De la patria española
¿Cómo comprender si no a la única izquierda del mundo que sufre genuinas crisis epilépticas ante cualquier exhibición de la imaginería patria que trascienda los formalismos del protocolo oficial?
Nuestras elites domésticas, tan refractarias siempre al rigor intelectual como entusiastas de la moda, parece que ya se han olvidado del patriotismo constitucional. Flor de un día, el ideal racionalista de la nación teorizado por Habermas incluso llegó a formar parte del programa del Partido Popular. Aunque, como digo, es asunto desechado tanto en las filas de la derecha como entre sus pares del PSOE. En consecuencia, tras aquella efímera incursión transpirenaica, las cuitas doctrinales a propósito de la nación volvieron a donde solían. Esto es, en la izquierda, al que ha sido su afán único a lo largo del último cuarto de siglo: la deconstrucción de la idea misma de España en comandita con los micronacionalistas.

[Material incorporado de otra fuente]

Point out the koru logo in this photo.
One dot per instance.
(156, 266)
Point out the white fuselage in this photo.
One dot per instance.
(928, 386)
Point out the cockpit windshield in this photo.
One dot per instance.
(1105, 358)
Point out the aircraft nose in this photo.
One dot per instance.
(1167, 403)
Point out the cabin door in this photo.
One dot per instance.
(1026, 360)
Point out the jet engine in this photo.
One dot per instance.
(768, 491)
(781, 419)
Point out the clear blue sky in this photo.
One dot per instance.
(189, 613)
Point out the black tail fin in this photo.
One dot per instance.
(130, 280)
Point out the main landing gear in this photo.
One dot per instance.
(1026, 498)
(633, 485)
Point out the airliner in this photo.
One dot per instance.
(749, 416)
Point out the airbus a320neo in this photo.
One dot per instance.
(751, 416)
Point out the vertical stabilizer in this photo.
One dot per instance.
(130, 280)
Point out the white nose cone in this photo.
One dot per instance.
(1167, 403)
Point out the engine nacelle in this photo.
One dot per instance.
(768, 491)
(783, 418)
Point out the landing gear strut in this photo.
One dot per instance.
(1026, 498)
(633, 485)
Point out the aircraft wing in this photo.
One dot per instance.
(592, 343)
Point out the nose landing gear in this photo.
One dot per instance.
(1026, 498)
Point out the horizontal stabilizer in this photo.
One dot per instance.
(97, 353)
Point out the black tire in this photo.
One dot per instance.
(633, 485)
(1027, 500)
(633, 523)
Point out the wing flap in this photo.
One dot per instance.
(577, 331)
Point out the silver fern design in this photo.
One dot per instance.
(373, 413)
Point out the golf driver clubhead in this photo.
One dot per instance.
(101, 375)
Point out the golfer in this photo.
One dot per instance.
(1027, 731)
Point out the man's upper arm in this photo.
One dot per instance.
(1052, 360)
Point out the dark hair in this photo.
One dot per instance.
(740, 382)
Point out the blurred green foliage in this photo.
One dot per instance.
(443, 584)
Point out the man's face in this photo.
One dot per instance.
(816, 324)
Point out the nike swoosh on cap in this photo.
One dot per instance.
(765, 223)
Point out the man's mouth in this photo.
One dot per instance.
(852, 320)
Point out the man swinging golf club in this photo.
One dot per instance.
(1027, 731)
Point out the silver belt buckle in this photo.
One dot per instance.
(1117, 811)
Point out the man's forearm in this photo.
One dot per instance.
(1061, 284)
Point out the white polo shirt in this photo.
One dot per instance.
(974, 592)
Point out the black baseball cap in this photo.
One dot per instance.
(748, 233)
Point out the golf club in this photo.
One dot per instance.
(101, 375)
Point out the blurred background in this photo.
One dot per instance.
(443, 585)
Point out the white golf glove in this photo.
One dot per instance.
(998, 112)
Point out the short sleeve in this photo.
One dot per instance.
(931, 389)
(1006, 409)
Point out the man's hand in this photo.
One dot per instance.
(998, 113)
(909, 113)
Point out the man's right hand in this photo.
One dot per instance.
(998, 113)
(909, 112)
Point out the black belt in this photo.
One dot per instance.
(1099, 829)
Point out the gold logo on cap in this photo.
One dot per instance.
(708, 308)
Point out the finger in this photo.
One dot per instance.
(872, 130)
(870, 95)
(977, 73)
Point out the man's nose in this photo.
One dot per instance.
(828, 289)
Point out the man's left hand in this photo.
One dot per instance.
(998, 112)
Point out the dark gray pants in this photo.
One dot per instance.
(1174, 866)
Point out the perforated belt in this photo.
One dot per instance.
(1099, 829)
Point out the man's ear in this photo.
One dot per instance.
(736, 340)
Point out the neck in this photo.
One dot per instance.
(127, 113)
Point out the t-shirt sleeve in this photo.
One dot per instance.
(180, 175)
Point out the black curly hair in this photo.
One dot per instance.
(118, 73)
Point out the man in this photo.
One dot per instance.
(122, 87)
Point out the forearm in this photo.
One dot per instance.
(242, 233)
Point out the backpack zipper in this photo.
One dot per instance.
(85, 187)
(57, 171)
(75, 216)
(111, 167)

Alguna vez, por cierto, habría que escudriñar la etiología profunda, el origen último de esa patología suya. ¿Cómo comprender si no a la única izquierda del mundo que sufre genuinas crisis epilépticas ante cualquier exhibición de la imaginería patria que trascienda los formalismos del protocolo oficial? Por su parte, el canon conservador apela a dos tradiciones no menos arraigadas en su seno. A un lado, la de los administradores inclinados a una concepción gerencial y burocrática de la cosa pública. Tecnócratas asépticos que no se enfangan en querellas ideológicas porque ellos, es bien sabido, nunca se meten en políticas. Al otro, en fin, la de los devotos del casticismo identitario que remite a una iconografía folclórica y sentimental que huele a alcanfor. Más allá de eso, nada.
He ahí nuestro drama colectivo: la definitiva ausencia de un mínimo común denominador que permita dar forma a algún relato nacional compartido por todos. Esa anorexia patriótica, en expresión de José Ignacio Wert, que nos inhabilita para participar de un repertorio simbólico y un imaginario que trasciendan las divisiones partidistas. Así las cosas, frente a un nacionalismo español felizmente difunto, o moribundo si se prefiere, el patriotismo constitucional –cívico, argumentativo, laico, ilustrado– debiera constituirse en su definitiva antítesis. La identificación reflexiva de los españoles con nosotros mismos, no como tribu étnico-cultural sino en tanto que comunidad de ciudadanos libres e iguales. Un genuino patriotismo curado de toda tentación nacionalista, hacia esa vía de concordia deberían orientarse hoy no solo los liberales, sino cuantos creemos en España.